David Livingstone was born at Blantyre, south of Glasgow, Scotland on March 19, 1813. At 10, he began working in the local cotton mill, with school lessons in the evenings. His father held to the belief that religion and science didn’t mix and it wasn’t until Dr. Gutzlaff’s letter was read in their church which told of a need for medical missionaries that his dad’s heart opened to the idea.  It’s also when David gave his heart to Jesus when he saw that his love for science could be reconciled with Christianity. In 1836, he began studying medicine and theology in Glasgow and decided to become a missionary doctor. In 1841, he was posted by the London Missionary Society to the edge of the Kalahari Desert in southern Africa. In 1845, he married Mary Moffat, daughter of a fellow missionary.  She had been in Africa since she was 4-years-old.  They eventually had six children. Mary & the children didn’t always live with David because of the dangers he encountered in his travels.  For some of that time, they lived with Mary’s parents in a mission station and then for several years, they went to live in Scotland with David’s family.  The last six months of that tenure, Mary left the children with David’s parents and went to live with a friend because she didn’t get along with his family.  

Livingstone was convinced his mission to reach new peoples in the interior of Africa and introduce them to Christianity was God’s plan; he eventually became passionate about freeing slaves when he saw the horrible devastation in the villages he came upon. It was this which inspired his explorations. In 1849 and 1851, he travelled across the Kalahari, on the second trip sighting the upper Zambezi River. In 1852, he began a four year expedition to find a route from the upper Zambezi to the coast. This filled huge gaps in western knowledge of central and southern Africa. In 1855, Livingstone discovered a spectacular waterfall which he named 'Victoria Falls' after Queen Victoria. He reached the mouth of the Zambezi on the Indian Ocean in May 1856, becoming the first European to cross the width of southern Africa.  He traveled over one-third of the continent of Africa in his lifetime. In his travels, he wrote detailed directions in his journal to each area he visited, where to find water, sketches of plants and animals he found.  He was once mauled by a lion which broke his arm and shook him in the air before the natives were able to kill it.  

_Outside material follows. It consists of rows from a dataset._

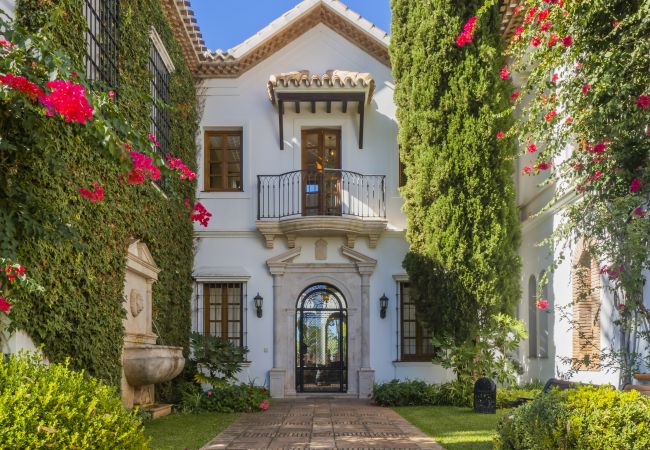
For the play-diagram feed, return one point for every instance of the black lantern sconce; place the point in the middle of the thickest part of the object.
(258, 299)
(383, 305)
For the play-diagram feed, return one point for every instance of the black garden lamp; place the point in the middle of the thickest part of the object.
(258, 299)
(383, 305)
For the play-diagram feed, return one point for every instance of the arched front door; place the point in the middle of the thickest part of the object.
(321, 340)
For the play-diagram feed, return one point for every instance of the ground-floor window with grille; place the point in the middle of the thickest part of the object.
(223, 311)
(415, 339)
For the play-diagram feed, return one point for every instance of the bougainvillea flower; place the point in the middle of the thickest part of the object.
(96, 195)
(550, 115)
(643, 101)
(69, 100)
(22, 84)
(468, 32)
(5, 306)
(200, 214)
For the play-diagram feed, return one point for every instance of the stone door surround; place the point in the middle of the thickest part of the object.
(290, 279)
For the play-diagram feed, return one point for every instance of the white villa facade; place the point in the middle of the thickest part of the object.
(302, 260)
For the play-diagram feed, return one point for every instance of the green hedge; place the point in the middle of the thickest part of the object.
(584, 418)
(54, 407)
(419, 393)
(80, 314)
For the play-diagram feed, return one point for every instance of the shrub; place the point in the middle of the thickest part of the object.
(54, 407)
(584, 418)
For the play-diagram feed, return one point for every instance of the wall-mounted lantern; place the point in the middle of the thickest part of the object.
(383, 305)
(258, 299)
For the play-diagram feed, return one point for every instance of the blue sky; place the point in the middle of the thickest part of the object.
(226, 23)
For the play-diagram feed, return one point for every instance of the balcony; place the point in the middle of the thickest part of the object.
(321, 202)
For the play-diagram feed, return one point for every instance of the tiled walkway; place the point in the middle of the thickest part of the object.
(322, 423)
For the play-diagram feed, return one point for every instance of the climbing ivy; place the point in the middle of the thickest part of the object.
(79, 314)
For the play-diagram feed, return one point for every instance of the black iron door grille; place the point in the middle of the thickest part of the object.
(321, 340)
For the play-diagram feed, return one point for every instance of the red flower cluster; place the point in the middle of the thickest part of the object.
(185, 172)
(21, 84)
(542, 304)
(143, 167)
(200, 214)
(5, 306)
(69, 100)
(468, 33)
(643, 102)
(96, 195)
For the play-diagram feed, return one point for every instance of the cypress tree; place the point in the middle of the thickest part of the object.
(462, 223)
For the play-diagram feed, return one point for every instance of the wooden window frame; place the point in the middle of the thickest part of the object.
(224, 170)
(420, 355)
(223, 286)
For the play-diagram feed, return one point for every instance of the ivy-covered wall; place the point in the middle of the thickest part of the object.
(80, 313)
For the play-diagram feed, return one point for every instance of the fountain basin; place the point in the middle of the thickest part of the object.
(146, 364)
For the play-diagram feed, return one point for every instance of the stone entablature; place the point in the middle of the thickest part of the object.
(348, 227)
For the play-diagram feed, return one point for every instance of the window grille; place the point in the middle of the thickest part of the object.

Returning to Britain, where he was now a national hero, Livingstone did many speaking tours and published his best-selling 'Missionary Travels and Researches in South Africa' (1857). He left for Africa again in 1858, and for the next five years carried out official explorations of eastern and central Africa for the British government, ending his alliance with the London Missionary Society, although his heart was still to win people to Christ. His wife died of malaria in 1862 which was a bitter blow.  His greatest regret was not spending more time with his family. 

At home, Livingstone publicized the horrors of the slave trade, securing private support for another expedition to central Africa, searching for the Nile's source and reporting further on slavery. This expedition lasted from 1866 until Livingstone's death in 1873. After nothing was heard from him for many months, Henry Stanley, an explorer and journalist, set out to find Livingstone. This resulted in their meeting near Lake Tanganyika in October 1871 during which Stanley uttered the famous phrase: 'Dr. Livingstone, I presume?' With new supplies from Stanley, Livingstone continued his efforts to find the source of the Nile. His health had been poor for many years and he died on May 1, 1873. His three loyal African friends buried his heart under a mvula tree in Africa and took his body back to England where it was buried in Westminster Abbey.